Qui sont les gardiens d'impact dans la LNH?

Andrei Vasilevskiy
Andrei Vasilevskiy Photo: Associated Press / Chris O'Meara
Martin Leclerc

L'étape de la mi-saison étant franchie, le temps est venu de publier notre classement annuel des « gardiens d'impact » de la LNH et d'identifier les gardiens qui exercent le plus d'influence sur les destinées de leur équipe. Les gardiens sont particulièrement sollicités cette saison puisque la ligue connaît un soubresaut offensif. Il ne s'est pas marqué autant de buts (3,07 par équipe, par match) au cours des 14 dernières années.

Ce palmarès repose sur l’idée que les gardiens de la LNH sont un peu comme des pilotes de F1. Puisque seuls les deux porte-couleurs d’une même écurie pilotent exactement la même monoplace, ce sont toujours les chronos enregistrés au sein de la même écurie qui servent de référence pour mesurer le rendement des pilotes. À titre d’exemple, comparer les performances de Kimi Raikkonen (Ferrari) avec celles de Lance Stroll (Williams) la saison dernière n’aurait eu aucun sens.

Au hockey, un peu de la même manière, aucun gardien ne joue derrière la même défense, ni derrière la même attaque. N’importe quel amateur peut concevoir, par exemple, que la fiche ou le taux d’efficacité d’Andrei Vasilevskyi ne seraient pas les mêmes s’il défendait les couleurs des Sénateurs d’Ottawa plutôt que celles du Lightning de Tampa Bay.

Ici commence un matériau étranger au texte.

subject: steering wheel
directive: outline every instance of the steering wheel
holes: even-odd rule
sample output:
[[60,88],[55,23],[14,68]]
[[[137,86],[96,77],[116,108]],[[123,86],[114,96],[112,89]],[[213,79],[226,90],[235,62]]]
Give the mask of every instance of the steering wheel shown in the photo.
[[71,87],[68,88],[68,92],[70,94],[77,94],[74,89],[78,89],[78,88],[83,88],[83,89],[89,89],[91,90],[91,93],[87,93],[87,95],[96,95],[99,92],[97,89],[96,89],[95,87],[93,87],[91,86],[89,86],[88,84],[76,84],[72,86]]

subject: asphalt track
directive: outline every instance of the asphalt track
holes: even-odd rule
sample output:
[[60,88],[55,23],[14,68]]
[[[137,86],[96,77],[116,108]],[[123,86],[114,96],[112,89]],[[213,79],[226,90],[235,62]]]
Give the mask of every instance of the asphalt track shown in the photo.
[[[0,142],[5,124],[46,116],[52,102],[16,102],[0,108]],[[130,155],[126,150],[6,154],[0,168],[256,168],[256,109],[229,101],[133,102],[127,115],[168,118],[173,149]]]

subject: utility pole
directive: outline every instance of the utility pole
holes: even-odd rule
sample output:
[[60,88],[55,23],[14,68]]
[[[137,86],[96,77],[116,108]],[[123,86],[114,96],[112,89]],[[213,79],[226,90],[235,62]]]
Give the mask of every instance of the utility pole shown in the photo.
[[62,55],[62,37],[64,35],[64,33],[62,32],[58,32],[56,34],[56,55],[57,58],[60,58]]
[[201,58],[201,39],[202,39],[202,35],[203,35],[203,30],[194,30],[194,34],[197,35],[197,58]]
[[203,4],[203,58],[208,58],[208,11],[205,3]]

Notre classement des « gardiens d’impact » compare donc le rendement de chaque gardien numéro un avec celui de son adjoint quand ce dernier est appelé à défendre le filet. En d’autres mots, sans tenir compte de la position d’une équipe au classement, on tente ici d’identifier quels portiers procurent le plus de chances de victoire à leur équipe.

Pour établir quels gardiens ont le plus de poids sur les résultats de leur équipe, j’utilise deux méthodes :

  • a) Comparer le pourcentage de points de classement que protègent les gardiens lorsqu’ils sont utilisés

En 82 matchs de saison, il y a 164 points de classement à protéger.

Donc, si les Blackhawks de Chicago ont récolté 14 points sur une possibilité de 44 quand Corey Crawford défendait leur filet (statistique réelle), on dira que Crawford a protégé 31,8 % des points de son équipe. C’est nettement inférieur au rendement de son partenaire Cam Ward, qui a récolté 16 points sur une possibilité de 34 (47,1 %).

  • b) Comparer les taux d’efficacité des deux gardiens d’une même formation

Ainsi, si Sergei Bobrovski affiche un taux d’efficacité de ,910 devant le filet des Blue Jackets de Columbus (statistique réelle) et que son adjoint Joonas Korpisalo présente une moyenne de ,884, on dira que Bobrovski procure à son club un avantage « Efficacité +26 » par rapport à son partenaire.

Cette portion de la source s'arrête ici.